Company officials said they expect there to be little change to Boston Scientific’s net ­workforce, as it appears a good portion of the savings will be reinvested in faster-growing operations and businesses.

Analyst Joshua Jennings of Cowen said in a note: “Yesterday’s announcement of 2014 restructuring plan is viewed as a play for the long haul, slimming the company’s operating expense structure.”

Shifting of resources

Capello and Boston Scientific CEO Mike Mahoney, in a conference call with analysts Thursday, appeared to support the idea that the restructuring — in large part hitting manufacturing jobs — is geared toward shifting resources from businesses that are flat to those that are growing faster, especially in Asia.

Boston Scientific announced that Brazil, Russia, India and China have seen combined growth from last year of 29 percent.

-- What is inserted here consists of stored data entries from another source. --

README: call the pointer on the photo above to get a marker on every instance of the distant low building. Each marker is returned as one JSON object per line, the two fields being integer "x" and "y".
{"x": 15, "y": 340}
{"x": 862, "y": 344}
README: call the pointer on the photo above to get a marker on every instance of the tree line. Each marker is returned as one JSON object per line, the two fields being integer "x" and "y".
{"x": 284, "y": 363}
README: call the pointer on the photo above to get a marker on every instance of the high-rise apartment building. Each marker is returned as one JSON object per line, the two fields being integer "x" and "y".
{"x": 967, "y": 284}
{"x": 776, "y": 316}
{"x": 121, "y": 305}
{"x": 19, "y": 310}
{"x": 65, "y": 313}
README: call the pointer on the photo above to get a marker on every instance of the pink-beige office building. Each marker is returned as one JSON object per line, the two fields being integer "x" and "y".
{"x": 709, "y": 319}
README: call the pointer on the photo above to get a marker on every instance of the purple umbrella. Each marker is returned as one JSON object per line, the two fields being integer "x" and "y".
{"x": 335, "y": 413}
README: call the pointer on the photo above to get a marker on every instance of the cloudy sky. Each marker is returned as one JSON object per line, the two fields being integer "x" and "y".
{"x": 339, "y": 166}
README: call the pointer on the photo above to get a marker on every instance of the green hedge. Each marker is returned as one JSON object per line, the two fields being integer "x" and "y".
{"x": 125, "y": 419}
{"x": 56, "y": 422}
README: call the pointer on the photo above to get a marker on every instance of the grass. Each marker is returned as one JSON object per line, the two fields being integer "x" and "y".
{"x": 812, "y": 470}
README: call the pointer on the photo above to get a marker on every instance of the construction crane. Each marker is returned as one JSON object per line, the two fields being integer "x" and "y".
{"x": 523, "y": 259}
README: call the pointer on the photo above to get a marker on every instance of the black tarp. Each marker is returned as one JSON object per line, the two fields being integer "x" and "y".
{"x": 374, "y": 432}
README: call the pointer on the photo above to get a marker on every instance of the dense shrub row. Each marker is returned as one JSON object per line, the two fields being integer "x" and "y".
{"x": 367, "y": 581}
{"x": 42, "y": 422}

And, earlier this year, the company opened its Institute for Advancing Science and new Innovation Center in China.

“We are pleased with our strong overall results and the momentum we are building globally in a dynamic health care environment,” Mahoney said. “We accelerated our operational performance in the quarter while enhancing our ability to deliver meaningful innovation to our customers and their patients.”

He and Capello also tried to reassure investors that Brennan is ready for the challenge of keeping the company moving forward.

“I would like to thank Jeff for the significant contributions he made to Boston Scientific during the past five years,” Mahoney said. “I am confident that by promoting Dan to the critical role of CFO, there will be a seamless transition as we continue to execute against our strategic plan.”